Tyson had also planned to build a new poultry complex that included a hatchery, feed mill and processing facility just outside of Tonganoxie, Kansas, in Leavenworth County. However, a grass roots campaign, led by Citizens Against Project Sunset (CAPS), and organized by residents concerned about the negative environmental and economic impact of the facilities on the community started opposing the project. CAPS launched a website (www.nototyson.com), started a social media campaign opposing the project and distributed yard signs that read “No Tyson in Tongie.”
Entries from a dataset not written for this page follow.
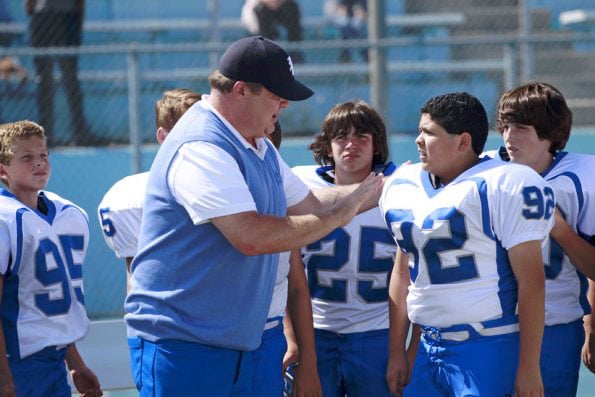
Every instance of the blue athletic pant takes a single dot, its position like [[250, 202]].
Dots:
[[41, 374], [479, 366], [268, 363], [178, 368], [561, 358], [352, 364]]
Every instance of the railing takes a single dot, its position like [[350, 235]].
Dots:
[[134, 75], [420, 20]]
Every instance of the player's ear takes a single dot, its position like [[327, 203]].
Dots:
[[465, 141], [239, 88]]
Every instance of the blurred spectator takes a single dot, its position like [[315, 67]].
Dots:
[[263, 17], [350, 16], [9, 66], [58, 23]]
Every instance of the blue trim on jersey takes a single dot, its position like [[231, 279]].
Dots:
[[51, 215], [403, 182], [507, 284], [328, 171], [10, 314], [578, 187], [557, 158], [584, 284], [426, 182]]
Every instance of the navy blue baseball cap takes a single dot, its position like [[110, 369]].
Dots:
[[259, 60]]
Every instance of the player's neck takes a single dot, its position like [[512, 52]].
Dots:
[[468, 163], [29, 198]]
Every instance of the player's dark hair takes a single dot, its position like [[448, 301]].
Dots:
[[277, 135], [339, 121], [172, 105], [540, 105], [460, 112]]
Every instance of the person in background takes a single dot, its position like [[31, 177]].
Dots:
[[264, 17], [121, 209], [535, 123], [469, 270], [291, 299], [348, 269], [43, 240]]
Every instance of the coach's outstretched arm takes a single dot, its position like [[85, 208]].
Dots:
[[255, 234]]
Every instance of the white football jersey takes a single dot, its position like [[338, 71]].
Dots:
[[120, 214], [348, 270], [41, 259], [572, 176], [457, 239]]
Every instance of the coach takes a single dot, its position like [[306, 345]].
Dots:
[[220, 203]]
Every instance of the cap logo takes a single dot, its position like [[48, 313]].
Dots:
[[290, 65]]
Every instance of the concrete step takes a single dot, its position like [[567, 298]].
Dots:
[[571, 86]]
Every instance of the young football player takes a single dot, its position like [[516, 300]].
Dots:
[[43, 240], [472, 277], [121, 209]]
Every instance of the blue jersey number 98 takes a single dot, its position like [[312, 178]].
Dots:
[[434, 247]]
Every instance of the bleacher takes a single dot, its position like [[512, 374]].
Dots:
[[416, 72]]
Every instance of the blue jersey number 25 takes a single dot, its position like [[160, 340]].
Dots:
[[336, 291], [540, 204]]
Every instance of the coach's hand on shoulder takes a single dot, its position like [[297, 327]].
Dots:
[[397, 373], [588, 353], [306, 382], [364, 197], [7, 387]]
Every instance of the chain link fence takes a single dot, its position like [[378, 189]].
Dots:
[[99, 90]]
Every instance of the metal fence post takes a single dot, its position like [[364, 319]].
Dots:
[[133, 76], [377, 57]]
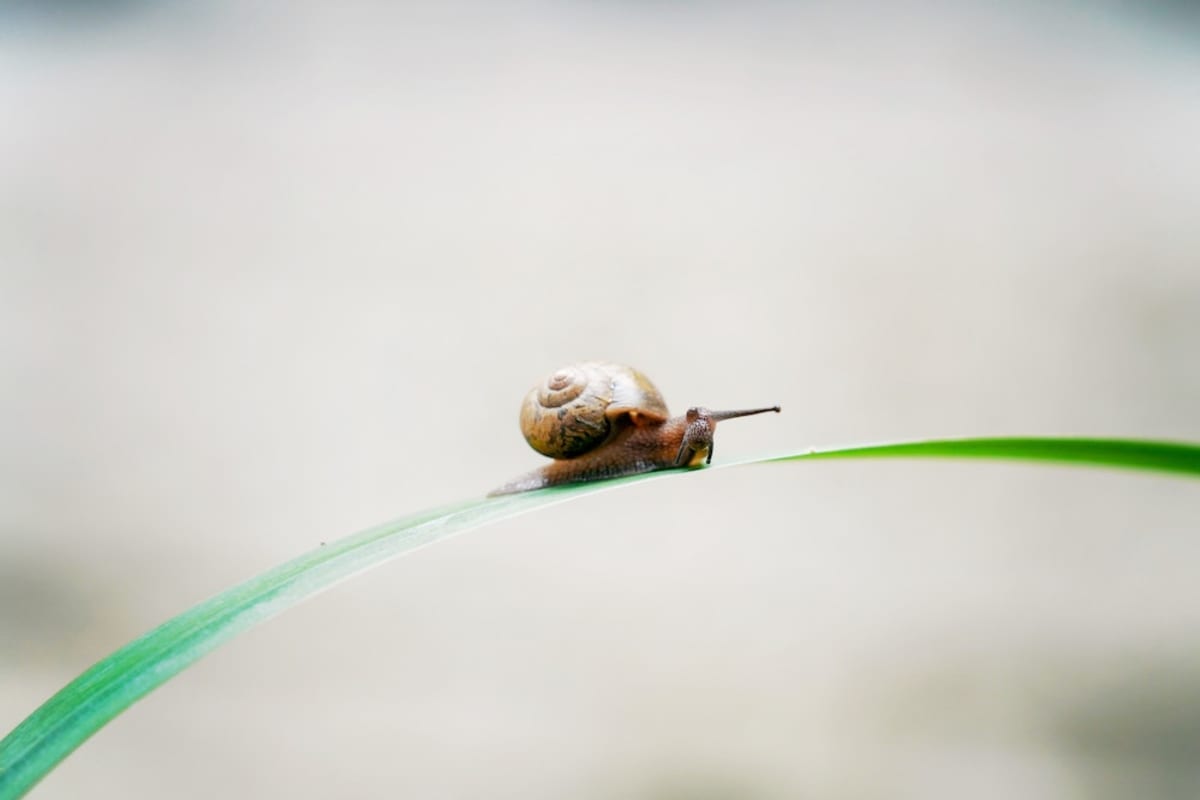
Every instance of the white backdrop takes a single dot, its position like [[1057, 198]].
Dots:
[[274, 272]]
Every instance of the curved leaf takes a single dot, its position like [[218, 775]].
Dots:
[[84, 705]]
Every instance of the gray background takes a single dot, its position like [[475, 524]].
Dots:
[[274, 272]]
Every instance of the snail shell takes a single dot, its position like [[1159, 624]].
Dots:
[[583, 404]]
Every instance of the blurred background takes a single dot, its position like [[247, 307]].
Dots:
[[277, 271]]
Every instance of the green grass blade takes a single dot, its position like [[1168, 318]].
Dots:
[[64, 722], [1128, 453]]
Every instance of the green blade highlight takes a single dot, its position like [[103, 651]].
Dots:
[[84, 705]]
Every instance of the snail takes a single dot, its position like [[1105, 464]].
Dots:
[[600, 420]]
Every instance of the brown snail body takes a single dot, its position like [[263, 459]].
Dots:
[[600, 420]]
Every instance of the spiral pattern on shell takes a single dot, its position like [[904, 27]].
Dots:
[[579, 407]]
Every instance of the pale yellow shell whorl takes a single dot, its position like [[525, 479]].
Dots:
[[580, 407]]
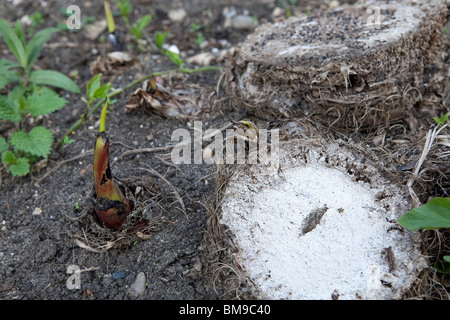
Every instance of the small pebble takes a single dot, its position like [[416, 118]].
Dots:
[[242, 22], [137, 289], [177, 15], [118, 275]]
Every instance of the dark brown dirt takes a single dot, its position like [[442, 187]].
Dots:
[[37, 249]]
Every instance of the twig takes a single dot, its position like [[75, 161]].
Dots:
[[431, 136], [168, 147], [59, 164], [92, 110]]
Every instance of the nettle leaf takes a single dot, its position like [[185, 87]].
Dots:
[[3, 144], [102, 92], [44, 101], [8, 73], [17, 166], [37, 142], [9, 110], [435, 214], [175, 57], [140, 25], [54, 78], [160, 39], [8, 158], [20, 168]]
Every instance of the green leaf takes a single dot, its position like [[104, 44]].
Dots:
[[434, 214], [8, 73], [36, 44], [20, 168], [140, 25], [13, 42], [102, 92], [54, 78], [175, 58], [160, 39], [37, 142], [19, 32], [3, 144], [44, 101], [8, 158], [9, 110], [442, 120], [124, 7]]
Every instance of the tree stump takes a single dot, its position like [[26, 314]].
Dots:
[[356, 67]]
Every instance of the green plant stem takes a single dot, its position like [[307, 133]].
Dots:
[[90, 111]]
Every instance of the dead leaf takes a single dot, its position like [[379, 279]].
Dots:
[[113, 62], [192, 101], [93, 31]]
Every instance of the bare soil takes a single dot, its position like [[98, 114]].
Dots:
[[41, 213]]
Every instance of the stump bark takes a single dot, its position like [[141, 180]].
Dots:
[[356, 67]]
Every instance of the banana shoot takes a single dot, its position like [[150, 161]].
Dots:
[[111, 206]]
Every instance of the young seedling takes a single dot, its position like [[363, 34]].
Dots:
[[30, 97], [111, 206]]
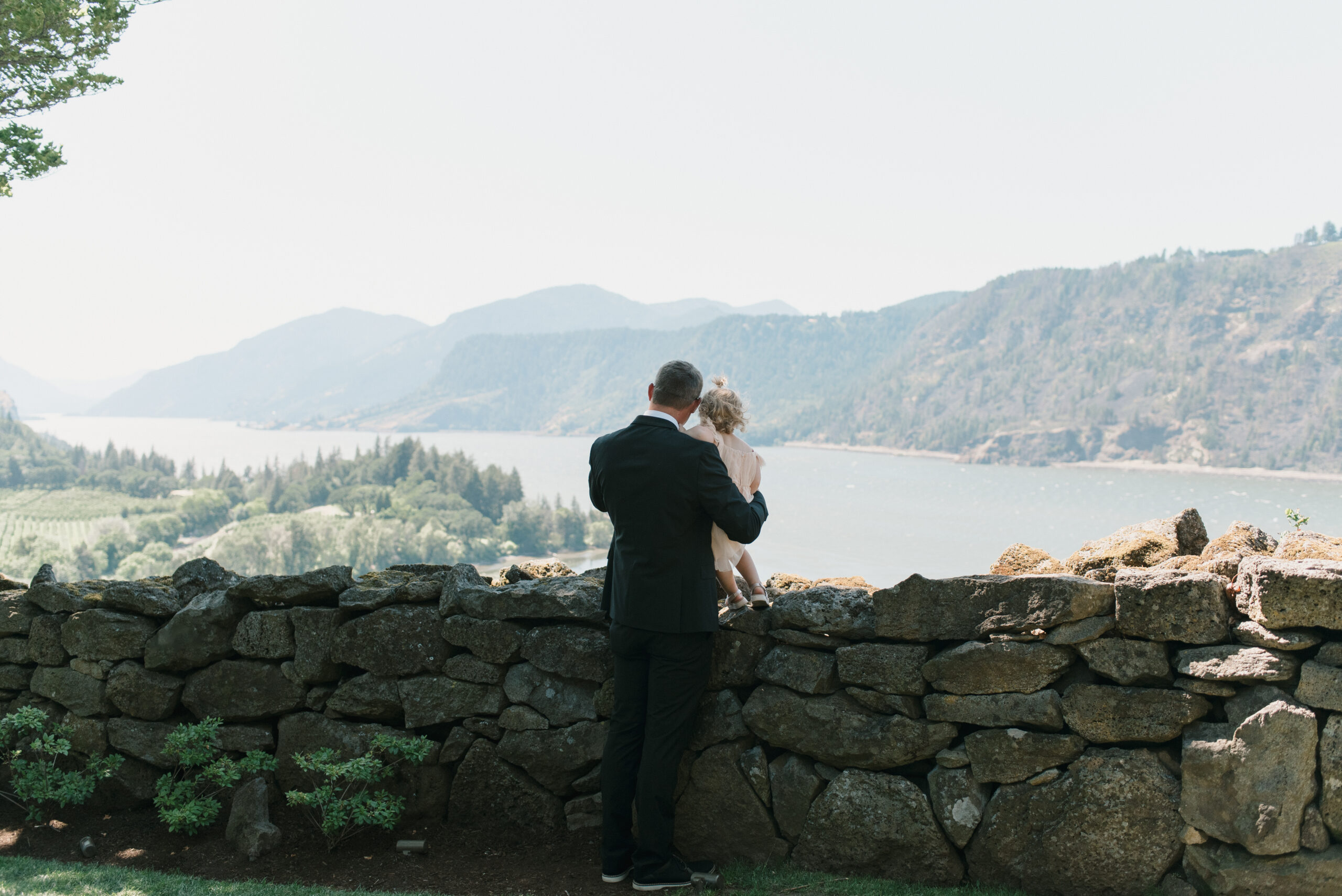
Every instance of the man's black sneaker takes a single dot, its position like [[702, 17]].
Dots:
[[618, 872], [673, 873], [705, 872]]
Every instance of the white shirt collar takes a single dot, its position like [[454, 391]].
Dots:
[[663, 415]]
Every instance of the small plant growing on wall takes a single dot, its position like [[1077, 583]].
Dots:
[[35, 750], [186, 796], [343, 800]]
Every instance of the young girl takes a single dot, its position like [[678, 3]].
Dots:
[[721, 411]]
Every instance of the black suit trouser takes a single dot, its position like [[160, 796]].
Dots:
[[659, 678]]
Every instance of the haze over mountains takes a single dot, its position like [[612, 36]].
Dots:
[[344, 360], [1226, 359]]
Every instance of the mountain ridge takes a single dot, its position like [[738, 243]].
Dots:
[[1230, 360], [332, 364]]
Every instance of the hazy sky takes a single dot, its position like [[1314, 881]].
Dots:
[[272, 159]]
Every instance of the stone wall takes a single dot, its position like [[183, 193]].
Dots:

Production capacity at the facility was estimated at 1.25 million chickens per week when the plant became fully operational. But in September, Springdale, Arkansas-based Tyson announced plans to put the project on hold while considering other locations after county commissioners in Leavenworth County voted to rescind a resolution of intent to approve revenue bonds totaling $500 million to support construction of the complex.
According to the open letter released by Tyson on Sept. 19, the company still has interest in Leavenworth County, but will “prioritize the other locations in Kansas and other states that have expressed support.”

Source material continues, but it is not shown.